How to obtain sliced sublists of a list dynamically in python?

Question

Let's say I have a list:

l = [0,1,2,3,4]

And I want to obtain a sequence of lists in this logic:

[[1,2,3,4],[0,1,2,3],[2,3,4],[1,2,3],[0,1,2],[3,4],[2,3],[1,2],[0,1],[0],[1],[2],[3],[4]]

That's it, sublists made of l[1:] and l[:-1]
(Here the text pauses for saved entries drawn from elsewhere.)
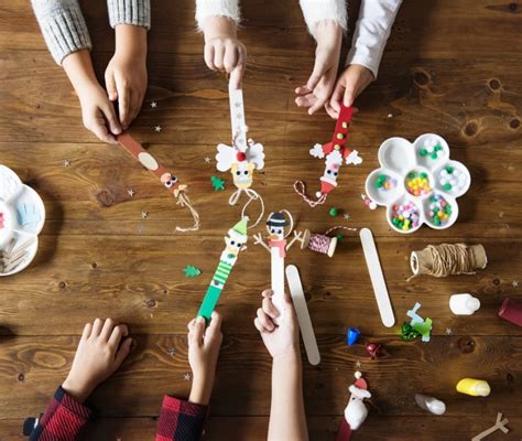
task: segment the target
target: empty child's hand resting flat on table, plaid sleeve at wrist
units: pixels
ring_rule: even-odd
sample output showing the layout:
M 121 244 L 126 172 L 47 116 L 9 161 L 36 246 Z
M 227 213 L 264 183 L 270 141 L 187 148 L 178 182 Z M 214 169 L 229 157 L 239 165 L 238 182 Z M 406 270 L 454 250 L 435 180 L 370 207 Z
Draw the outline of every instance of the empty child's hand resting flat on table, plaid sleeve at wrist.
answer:
M 77 401 L 84 402 L 96 386 L 115 373 L 129 355 L 132 338 L 129 330 L 111 319 L 87 323 L 81 334 L 73 367 L 62 385 Z M 123 343 L 120 342 L 123 340 Z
I started by this recursive function:

l = [0,1,2,3,4]

def sublist(l):

    if len(l) == 1:
        return l
    else:
        return [sublist(l[1:]),sublist(l[:-1])]

a = [sublist(l)]

print a

But it's not really what I what as it outputs:

[[[[[[4], [3]], [[3], [2]]], [[[3], [2]], [[2], [1]]]], [[[[3], [2]], [[2], [1]]], [[[2], [1]], [[1], [0]]]]]]

Answer 1

A simple recursion, doesn't quite order things correctly but its simple.

def sublists(l):
    right = l[1:]
    left = l[:-1]
    result = [right, left]
    if len(l) > 2:
        result.extend(sublists(right))
        result.extend(sublists(left))
    return result

print sublists([0,1,2,3,4])

Answer 2

Here's a very straightforward implementation:

def sublists_n(l, n):
    subs = []
    for i in range(len(l)-n+1):
        subs.extend([l[i:i+n]])
    return subs

def sublists(l):
    subs = []
    for i in range(len(l)-1,0,-1):
        subs.extend(sublists_n(l,i))
    return subs

>>> l = [0,1,2,3,4]
>>> sublists(l)
[[0, 1, 2, 3], [1, 2, 3, 4], [0, 1, 2], [1, 2, 3], [2, 3, 4], [0, 1], [1, 2], [2, 3], [3, 4], [0], [1], [2], [3], [4]]

Answer 3

import itertools
[list(itertools.combinations(l, x)) for x in range(1, len(l))]

Answer 4

[l[x:] for x in range(len(l))] + [l[:x+1] for x in range(len(l))]

Loops through l twice, but you sort of have to no matter what I think (could use zip but same thing).